Die Merkel-Merz-Transformation
Die Union durchlebt einen fundamentalen Wandel. Nach 16 Jahren Angela Merkel – selbst keine Südwestdeutsche, aber mit schwäbischer Sparsamkeit gesegnet – übernimmt nun Friedrich Merz. Seine wirtschaftsliberale Ausrichtung kommt in Baden-Württemberg gut an, allerdings nicht ohne Vorbehalte.
„Wir haben hier im Land erfolgreich mit den Grünen regiert. Diese Erfahrung sollte Berlin nicht ignorieren“, mahnt ein hochrangiger CDU-Stratege aus Stuttgart. Die baden-württembergische CDU hat gelernt, Brücken zu bauen – eine Fähigkeit, die in einer potenziellen Großen Koalition wertvoll sein könnte.
Die Transformation der Union zeigt sich auch in der Besetzung der Schlüsselressorts. Merz plant, Wirtschaft und Klima wieder zu trennen – aus Sicht vieler im Südwesten ein zweischneidiges Schwert. „Unsere Industrie braucht klare Rahmenbedingungen für den ökologischen Umbau. Eine zu starke Trennung könnte kontraproduktiv sein“, warnt ein Vorstandsmitglied eines großen Automobilzulieferers.
Der baden-württembergische Einfluss auf die Große Koalition
Die mögliche Große Koalition steht vor enormen Herausforderungen. „Es gibt keinen Automatismus“, hatte SPD-Generalsekretär Matthias Miersch betont, und tatsächlich sind die inhaltlichen Hürden beträchtlich.
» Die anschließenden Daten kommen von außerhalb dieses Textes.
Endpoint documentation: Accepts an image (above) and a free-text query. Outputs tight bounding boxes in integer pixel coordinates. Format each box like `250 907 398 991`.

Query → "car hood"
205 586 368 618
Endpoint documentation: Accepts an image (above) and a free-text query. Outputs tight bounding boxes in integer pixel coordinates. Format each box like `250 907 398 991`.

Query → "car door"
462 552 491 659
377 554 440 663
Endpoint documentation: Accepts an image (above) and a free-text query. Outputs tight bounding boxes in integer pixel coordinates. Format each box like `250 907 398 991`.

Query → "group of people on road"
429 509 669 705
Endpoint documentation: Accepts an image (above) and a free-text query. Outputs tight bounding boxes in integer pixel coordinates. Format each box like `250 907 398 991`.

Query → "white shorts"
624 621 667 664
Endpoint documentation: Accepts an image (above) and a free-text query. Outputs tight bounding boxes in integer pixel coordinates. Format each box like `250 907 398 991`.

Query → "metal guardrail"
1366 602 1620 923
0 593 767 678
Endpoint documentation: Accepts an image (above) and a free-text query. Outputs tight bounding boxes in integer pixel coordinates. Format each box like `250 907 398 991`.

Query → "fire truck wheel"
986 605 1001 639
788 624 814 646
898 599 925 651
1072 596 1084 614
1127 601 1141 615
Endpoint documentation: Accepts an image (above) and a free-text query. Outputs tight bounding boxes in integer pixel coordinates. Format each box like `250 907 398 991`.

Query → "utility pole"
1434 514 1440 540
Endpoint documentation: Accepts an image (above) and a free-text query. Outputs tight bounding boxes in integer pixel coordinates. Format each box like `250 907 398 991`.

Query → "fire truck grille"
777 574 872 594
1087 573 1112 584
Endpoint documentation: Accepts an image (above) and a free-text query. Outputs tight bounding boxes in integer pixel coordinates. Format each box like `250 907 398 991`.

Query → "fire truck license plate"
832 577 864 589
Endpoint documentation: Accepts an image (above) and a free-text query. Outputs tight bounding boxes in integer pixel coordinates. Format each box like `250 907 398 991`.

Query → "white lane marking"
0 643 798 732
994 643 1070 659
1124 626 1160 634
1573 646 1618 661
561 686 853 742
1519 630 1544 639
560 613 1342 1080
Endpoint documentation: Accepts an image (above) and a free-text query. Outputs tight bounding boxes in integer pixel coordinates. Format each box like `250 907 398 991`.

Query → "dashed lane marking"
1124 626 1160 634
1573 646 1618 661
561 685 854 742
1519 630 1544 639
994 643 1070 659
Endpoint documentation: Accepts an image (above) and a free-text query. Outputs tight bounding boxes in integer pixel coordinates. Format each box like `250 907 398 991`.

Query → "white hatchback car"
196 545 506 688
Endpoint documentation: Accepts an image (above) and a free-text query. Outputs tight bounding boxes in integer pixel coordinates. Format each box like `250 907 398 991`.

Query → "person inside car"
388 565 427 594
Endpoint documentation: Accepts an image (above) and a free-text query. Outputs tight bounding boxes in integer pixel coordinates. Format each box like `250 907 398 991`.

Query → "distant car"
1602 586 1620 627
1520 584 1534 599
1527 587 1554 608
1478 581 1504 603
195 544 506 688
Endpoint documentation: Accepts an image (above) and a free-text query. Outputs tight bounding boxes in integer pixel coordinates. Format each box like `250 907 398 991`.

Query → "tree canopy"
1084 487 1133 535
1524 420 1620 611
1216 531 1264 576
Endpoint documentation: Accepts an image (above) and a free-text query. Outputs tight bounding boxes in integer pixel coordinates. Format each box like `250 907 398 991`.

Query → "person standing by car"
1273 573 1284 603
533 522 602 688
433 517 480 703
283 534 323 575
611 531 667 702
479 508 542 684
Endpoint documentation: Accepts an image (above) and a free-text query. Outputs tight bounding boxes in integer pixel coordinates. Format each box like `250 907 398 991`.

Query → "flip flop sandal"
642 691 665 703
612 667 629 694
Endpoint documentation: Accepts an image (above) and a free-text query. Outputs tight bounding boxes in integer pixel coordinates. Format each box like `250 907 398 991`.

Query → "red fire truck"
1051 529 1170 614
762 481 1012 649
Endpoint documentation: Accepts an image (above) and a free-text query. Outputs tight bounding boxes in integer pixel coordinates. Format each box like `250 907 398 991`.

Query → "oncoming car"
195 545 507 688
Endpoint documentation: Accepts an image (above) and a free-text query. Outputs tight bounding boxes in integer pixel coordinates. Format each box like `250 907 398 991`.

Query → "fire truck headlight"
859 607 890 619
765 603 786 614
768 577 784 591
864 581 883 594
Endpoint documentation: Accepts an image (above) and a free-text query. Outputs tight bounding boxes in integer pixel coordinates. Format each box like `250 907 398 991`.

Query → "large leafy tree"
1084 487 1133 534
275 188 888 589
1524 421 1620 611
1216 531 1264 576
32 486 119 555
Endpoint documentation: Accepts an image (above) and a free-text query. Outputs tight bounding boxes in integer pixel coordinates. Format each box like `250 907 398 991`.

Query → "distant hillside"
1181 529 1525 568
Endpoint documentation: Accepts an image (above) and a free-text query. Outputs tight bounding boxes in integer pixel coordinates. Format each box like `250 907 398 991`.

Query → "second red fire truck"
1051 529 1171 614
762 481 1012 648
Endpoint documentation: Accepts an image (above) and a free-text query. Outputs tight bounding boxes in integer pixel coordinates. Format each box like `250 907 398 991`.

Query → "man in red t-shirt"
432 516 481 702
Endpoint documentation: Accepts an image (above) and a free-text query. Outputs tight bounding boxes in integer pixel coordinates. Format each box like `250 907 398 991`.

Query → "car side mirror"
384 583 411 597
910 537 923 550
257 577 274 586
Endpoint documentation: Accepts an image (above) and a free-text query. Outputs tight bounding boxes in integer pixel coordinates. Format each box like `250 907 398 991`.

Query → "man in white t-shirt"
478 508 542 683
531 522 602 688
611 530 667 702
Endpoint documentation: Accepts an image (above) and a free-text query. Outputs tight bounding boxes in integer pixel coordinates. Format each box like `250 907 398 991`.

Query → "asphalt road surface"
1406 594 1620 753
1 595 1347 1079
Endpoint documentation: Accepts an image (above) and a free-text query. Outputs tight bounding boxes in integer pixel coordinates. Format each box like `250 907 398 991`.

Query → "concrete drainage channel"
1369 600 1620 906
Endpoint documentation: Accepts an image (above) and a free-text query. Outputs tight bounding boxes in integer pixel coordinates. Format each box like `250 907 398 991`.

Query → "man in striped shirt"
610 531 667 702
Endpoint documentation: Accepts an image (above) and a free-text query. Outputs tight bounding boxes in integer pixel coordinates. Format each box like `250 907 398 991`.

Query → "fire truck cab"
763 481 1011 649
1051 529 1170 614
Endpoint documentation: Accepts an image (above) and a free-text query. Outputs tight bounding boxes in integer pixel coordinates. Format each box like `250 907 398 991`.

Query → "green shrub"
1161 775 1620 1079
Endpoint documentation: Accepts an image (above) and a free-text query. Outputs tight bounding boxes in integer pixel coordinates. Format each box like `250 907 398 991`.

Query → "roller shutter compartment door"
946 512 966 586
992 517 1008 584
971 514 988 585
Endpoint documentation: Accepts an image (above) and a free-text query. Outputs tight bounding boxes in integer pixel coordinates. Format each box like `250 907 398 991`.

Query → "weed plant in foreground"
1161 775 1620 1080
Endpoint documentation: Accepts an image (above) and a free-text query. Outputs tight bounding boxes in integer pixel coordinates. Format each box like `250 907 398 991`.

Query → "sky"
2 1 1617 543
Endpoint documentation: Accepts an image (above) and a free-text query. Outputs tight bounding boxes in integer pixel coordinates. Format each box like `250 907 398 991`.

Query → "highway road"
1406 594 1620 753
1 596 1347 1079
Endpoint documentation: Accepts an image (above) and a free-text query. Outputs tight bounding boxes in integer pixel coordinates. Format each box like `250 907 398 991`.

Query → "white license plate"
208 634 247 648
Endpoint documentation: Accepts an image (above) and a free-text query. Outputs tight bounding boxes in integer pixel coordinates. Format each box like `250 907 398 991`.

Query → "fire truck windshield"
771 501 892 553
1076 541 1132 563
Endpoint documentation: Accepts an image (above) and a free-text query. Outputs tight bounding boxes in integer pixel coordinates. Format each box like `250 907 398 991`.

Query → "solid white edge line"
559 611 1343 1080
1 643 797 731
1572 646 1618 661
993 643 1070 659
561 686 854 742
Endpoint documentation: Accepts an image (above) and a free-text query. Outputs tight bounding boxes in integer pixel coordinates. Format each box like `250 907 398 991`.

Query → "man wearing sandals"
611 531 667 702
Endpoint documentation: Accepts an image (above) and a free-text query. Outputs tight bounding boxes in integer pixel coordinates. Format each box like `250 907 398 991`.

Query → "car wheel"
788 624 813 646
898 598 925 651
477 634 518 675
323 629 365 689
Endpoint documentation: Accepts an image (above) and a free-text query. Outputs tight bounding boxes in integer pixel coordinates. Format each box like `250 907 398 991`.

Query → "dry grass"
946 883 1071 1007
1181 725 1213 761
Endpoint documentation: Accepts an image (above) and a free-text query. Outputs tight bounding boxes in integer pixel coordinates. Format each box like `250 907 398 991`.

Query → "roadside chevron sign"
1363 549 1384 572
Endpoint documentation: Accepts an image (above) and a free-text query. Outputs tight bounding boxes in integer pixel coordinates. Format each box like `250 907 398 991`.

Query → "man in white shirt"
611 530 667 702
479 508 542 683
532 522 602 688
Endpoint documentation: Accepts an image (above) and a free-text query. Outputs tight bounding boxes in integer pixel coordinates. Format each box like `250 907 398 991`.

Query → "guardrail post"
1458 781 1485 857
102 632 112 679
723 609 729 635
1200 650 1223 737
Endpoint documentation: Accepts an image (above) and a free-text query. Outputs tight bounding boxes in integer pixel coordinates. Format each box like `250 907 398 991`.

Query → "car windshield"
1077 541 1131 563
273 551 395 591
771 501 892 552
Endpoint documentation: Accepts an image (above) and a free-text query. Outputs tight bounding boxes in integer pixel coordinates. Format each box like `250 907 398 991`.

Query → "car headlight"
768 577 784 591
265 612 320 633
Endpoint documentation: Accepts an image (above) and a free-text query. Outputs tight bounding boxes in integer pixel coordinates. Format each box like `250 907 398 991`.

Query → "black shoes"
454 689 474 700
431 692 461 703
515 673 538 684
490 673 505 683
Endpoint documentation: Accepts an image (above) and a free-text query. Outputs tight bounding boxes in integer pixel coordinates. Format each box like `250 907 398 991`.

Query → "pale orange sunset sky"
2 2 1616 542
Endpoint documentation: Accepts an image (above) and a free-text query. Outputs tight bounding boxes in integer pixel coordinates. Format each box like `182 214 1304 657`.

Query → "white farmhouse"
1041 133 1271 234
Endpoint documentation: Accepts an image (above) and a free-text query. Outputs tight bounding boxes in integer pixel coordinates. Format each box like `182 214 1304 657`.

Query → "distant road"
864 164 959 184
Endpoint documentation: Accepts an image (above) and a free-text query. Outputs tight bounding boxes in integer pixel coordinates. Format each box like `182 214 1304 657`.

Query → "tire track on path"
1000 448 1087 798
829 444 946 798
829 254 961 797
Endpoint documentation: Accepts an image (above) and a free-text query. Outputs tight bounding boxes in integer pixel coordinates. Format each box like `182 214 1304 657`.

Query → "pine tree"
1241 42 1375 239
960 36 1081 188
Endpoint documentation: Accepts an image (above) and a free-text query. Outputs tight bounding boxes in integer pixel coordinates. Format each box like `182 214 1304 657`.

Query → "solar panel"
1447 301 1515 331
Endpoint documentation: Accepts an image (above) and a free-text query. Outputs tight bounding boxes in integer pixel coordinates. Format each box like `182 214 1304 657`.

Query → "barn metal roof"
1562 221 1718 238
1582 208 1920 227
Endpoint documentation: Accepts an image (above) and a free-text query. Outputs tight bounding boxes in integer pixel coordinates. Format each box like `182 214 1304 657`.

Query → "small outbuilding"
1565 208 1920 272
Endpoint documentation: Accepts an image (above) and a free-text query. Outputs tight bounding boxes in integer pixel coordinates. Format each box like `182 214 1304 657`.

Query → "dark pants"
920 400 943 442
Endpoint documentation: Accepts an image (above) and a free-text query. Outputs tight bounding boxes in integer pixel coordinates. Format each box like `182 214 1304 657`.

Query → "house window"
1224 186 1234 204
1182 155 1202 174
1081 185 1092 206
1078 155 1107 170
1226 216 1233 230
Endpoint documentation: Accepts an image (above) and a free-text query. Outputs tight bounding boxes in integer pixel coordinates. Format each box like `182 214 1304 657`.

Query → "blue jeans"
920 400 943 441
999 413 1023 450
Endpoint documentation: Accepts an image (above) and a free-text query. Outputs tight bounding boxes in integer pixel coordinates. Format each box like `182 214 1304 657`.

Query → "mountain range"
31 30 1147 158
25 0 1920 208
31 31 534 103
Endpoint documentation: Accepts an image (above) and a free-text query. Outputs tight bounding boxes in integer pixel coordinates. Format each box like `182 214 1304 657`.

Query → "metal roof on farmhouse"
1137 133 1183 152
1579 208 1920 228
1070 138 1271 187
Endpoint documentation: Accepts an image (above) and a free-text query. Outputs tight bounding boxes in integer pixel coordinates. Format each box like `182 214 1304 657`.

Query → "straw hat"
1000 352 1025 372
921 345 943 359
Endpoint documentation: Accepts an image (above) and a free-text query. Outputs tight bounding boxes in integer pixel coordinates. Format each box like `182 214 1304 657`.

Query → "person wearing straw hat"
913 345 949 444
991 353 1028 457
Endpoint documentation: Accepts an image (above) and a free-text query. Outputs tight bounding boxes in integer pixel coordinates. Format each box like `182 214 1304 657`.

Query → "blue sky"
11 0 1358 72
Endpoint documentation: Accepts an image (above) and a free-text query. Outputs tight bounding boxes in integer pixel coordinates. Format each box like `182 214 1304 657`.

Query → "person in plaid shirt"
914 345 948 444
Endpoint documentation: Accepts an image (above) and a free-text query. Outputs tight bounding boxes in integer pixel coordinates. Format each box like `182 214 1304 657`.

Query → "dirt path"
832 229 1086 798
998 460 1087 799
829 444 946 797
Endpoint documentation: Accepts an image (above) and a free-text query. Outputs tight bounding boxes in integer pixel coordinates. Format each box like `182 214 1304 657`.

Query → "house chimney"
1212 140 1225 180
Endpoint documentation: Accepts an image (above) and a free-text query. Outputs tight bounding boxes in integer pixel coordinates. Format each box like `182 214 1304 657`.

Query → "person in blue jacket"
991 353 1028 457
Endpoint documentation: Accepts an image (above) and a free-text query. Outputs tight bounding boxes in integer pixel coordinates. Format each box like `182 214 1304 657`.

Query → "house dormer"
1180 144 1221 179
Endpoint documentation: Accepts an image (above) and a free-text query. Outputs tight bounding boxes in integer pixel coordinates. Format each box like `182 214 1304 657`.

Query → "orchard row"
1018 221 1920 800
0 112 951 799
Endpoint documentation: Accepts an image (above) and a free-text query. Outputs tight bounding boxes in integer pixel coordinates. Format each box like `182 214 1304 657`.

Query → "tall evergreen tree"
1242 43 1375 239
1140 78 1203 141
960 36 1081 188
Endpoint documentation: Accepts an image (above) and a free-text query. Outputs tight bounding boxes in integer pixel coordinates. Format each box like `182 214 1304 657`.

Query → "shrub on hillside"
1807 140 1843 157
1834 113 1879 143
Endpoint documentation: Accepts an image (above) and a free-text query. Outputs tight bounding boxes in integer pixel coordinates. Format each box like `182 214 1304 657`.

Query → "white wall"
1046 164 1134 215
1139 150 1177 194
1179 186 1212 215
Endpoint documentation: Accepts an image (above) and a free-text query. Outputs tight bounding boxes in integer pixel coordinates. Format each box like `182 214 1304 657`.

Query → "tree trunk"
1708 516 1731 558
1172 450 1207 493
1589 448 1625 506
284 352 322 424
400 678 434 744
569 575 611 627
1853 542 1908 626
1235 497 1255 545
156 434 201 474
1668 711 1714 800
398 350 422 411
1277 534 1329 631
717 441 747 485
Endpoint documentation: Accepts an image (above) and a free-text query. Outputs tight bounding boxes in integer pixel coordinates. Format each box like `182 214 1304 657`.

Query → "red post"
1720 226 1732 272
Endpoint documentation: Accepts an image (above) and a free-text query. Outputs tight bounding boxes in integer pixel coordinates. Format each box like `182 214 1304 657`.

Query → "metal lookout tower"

Hier kommt Baden-Württemberg ins Spiel. Mit seiner Erfahrung in schwarz-grünen Bündnissen könnte das Land als Vermittler zwischen unterschiedlichen politischen Kulturen dienen. „Wir wissen, wie man Kompromisse schmiedet, die wirtschaftliche Vernunft und soziale Verantwortung vereinen“, erklärt ein CDU-Stratege aus dem Staatsministerium.
NRW-Ministerpräsident Hendrik Wüst hat bereits für Kompromissbereitschaft geworben: „Jetzt ist die politische Mitte gefordert zusammenzukommen.“ Eine Botschaft, die in Baden-Württemberg auf fruchtbaren Boden fällt.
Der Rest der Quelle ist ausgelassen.